En réponse Mme Nicole Bricq, rapporteure spéciale , a précisé que l'action n° 2 « Gestion des urgences, des situations exceptionnelles et des crises » du programme « Veille et sécurité sanitaires » était le vecteur budgétaire pour ce type de financement. En outre, elle a indiqué avoir interrogé le ministre de la santé et des solidarités à ce sujet, qui lui avait répondu que les financements seraient trouvés.

Enfin, M. Jean Arthuis, président , s'est interrogé sur l'utilisation énergétique des farines animales incinérées. Il s'est, par ailleurs, plu à citer quelques-unes des actions figurant dans le programme « Veille et sécurité sanitaires », et notamment celle concernant un « programme de vaccination orale des sangliers ».

A l'invitation de sa rapporteure spéciale, la commission a adopté un amendement tendant à transférer 15 millions d'euros, en autorisations d'engagement et en crédits de paiement, de l'action n° 1 du programme « Veille et sécurité sanitaires » vers l'action n° 2 du programme « Sécurité et qualité sanitaires de l'alimentation ».

La commission a alors décidé de proposer au Sénat d'adopter les crédits de la mission « Sécurité sanitaire » ainsi modifiés et a décidé de réserver sa position sur les articles 86 et 87 rattachés .

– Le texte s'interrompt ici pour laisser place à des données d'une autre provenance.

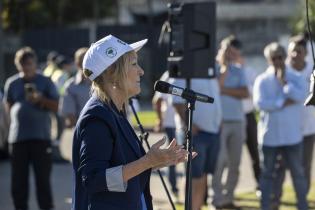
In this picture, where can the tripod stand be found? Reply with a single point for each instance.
(144, 137)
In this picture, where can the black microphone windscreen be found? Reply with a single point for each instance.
(161, 86)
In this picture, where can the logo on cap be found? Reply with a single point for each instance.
(111, 52)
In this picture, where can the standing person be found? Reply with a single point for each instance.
(249, 109)
(233, 88)
(296, 61)
(107, 155)
(205, 133)
(297, 51)
(30, 97)
(76, 94)
(4, 128)
(278, 94)
(167, 121)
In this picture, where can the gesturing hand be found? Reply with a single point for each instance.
(171, 155)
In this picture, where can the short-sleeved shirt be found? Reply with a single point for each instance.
(29, 121)
(232, 107)
(77, 93)
(206, 116)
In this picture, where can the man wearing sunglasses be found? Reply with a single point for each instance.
(279, 94)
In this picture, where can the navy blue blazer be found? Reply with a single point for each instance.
(103, 138)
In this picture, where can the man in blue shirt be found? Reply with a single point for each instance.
(278, 94)
(30, 97)
(233, 89)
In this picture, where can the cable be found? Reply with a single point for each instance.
(310, 34)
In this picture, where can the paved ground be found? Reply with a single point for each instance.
(62, 183)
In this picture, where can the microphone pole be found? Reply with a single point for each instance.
(144, 137)
(189, 143)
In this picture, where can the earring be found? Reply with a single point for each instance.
(114, 85)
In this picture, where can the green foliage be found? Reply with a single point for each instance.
(299, 23)
(18, 15)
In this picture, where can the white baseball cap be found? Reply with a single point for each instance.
(105, 52)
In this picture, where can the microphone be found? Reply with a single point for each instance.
(310, 100)
(187, 94)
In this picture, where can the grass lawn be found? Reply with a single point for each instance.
(249, 201)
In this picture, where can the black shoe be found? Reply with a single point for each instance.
(228, 206)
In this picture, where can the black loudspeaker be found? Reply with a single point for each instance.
(192, 40)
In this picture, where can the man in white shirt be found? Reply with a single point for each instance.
(168, 121)
(278, 94)
(296, 61)
(207, 120)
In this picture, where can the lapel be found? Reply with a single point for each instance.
(127, 132)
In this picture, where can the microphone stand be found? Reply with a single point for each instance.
(144, 137)
(189, 147)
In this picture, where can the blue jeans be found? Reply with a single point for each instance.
(170, 132)
(293, 157)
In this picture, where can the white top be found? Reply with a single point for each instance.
(250, 74)
(206, 116)
(170, 118)
(308, 111)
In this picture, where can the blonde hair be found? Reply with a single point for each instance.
(22, 55)
(112, 77)
(78, 56)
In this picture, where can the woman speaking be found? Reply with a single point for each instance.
(111, 169)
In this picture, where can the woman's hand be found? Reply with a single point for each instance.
(173, 154)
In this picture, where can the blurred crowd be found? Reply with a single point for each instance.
(264, 111)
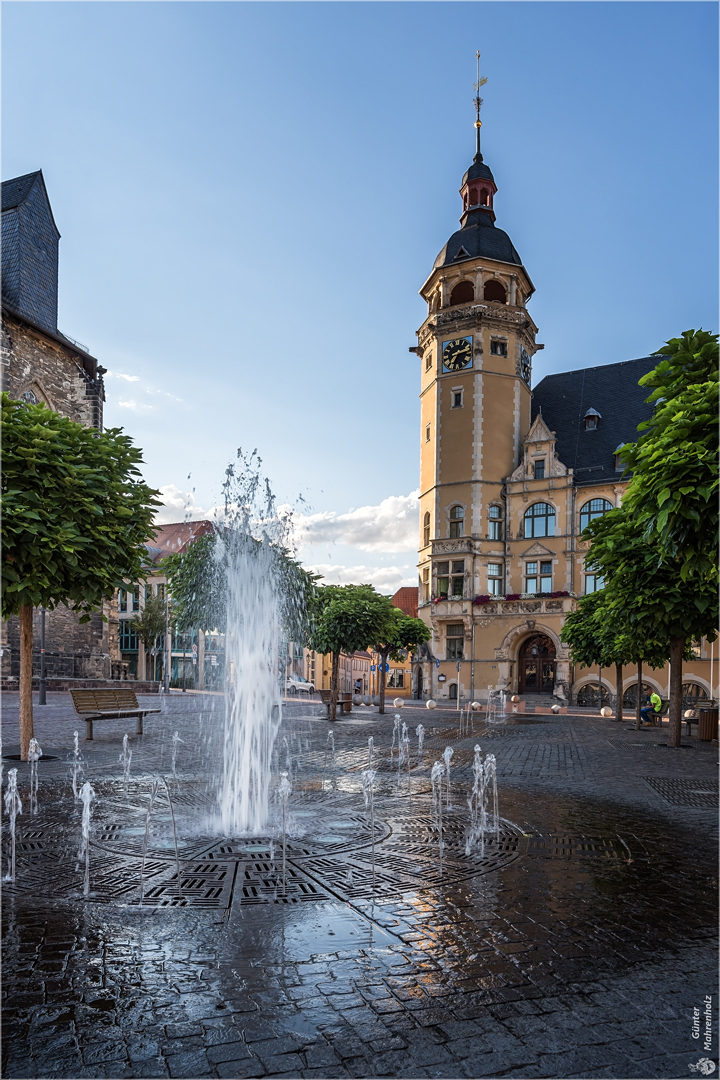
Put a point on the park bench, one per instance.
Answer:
(108, 704)
(344, 701)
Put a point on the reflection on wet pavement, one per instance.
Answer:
(575, 944)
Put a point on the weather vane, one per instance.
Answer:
(478, 103)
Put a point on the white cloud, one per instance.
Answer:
(385, 579)
(392, 525)
(178, 507)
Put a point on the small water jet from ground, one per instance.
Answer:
(13, 807)
(34, 755)
(124, 759)
(420, 731)
(86, 797)
(368, 792)
(447, 754)
(436, 775)
(78, 767)
(284, 790)
(153, 795)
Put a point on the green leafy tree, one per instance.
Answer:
(76, 516)
(403, 635)
(646, 595)
(674, 490)
(347, 619)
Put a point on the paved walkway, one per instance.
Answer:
(576, 945)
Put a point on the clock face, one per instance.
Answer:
(525, 366)
(457, 354)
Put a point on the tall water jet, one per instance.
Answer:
(284, 790)
(447, 754)
(124, 759)
(86, 797)
(13, 807)
(34, 755)
(436, 780)
(420, 731)
(368, 792)
(263, 597)
(78, 767)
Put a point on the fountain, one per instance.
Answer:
(436, 780)
(124, 759)
(13, 807)
(420, 731)
(86, 797)
(447, 754)
(368, 791)
(263, 593)
(77, 766)
(284, 790)
(34, 755)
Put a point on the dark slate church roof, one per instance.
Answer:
(480, 240)
(611, 390)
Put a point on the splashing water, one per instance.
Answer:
(124, 759)
(436, 775)
(368, 792)
(13, 807)
(420, 731)
(263, 596)
(153, 795)
(78, 767)
(284, 790)
(34, 755)
(86, 797)
(176, 742)
(447, 754)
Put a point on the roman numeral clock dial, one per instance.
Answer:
(458, 354)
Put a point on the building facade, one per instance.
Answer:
(510, 475)
(42, 365)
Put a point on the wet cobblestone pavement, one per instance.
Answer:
(578, 945)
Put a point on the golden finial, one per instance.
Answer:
(478, 103)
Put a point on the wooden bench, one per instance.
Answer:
(108, 704)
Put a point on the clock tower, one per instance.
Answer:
(475, 350)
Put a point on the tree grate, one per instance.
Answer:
(679, 792)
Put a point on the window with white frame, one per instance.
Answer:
(496, 522)
(496, 579)
(539, 577)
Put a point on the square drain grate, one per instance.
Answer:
(678, 792)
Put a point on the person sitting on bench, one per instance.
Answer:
(651, 712)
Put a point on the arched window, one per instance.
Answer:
(540, 521)
(457, 522)
(496, 516)
(463, 293)
(494, 291)
(596, 508)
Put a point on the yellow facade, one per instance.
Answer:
(487, 567)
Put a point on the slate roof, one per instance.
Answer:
(613, 391)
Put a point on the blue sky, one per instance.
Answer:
(250, 194)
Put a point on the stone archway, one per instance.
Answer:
(537, 664)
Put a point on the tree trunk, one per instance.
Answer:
(677, 648)
(619, 692)
(638, 706)
(26, 679)
(383, 661)
(333, 706)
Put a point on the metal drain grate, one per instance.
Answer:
(701, 794)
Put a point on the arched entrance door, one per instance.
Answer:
(537, 665)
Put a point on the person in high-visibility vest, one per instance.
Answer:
(651, 712)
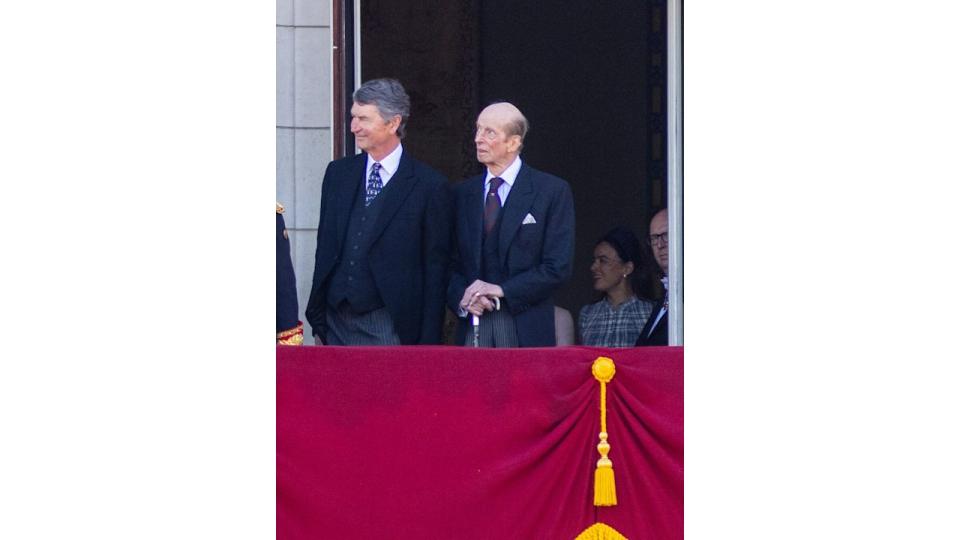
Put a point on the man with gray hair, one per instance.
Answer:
(514, 240)
(384, 235)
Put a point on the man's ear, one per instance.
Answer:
(394, 123)
(513, 143)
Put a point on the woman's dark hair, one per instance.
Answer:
(645, 277)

Réunie le jeudi 24 novembre 2005, sous la présidence de M. Jean Arthuis, président, la commission, après avoir pris acte des modifications apportées par l'Assemblée nationale, a confirmé sa position sur les crédits de la mission « Sécurité sanitaire » et a décidé de réserver sa position sur les articles 86, 86 bis et 87 rattachés.

Lors de sa réunion du mercredi 30 novembre 2005, la commission, réunie sous la présidence de M. Jean Arthuis, président, a décidé de proposer au Sénat d'adopter les articles 86 et 86 bis modifiés et l'article 87 sans modification.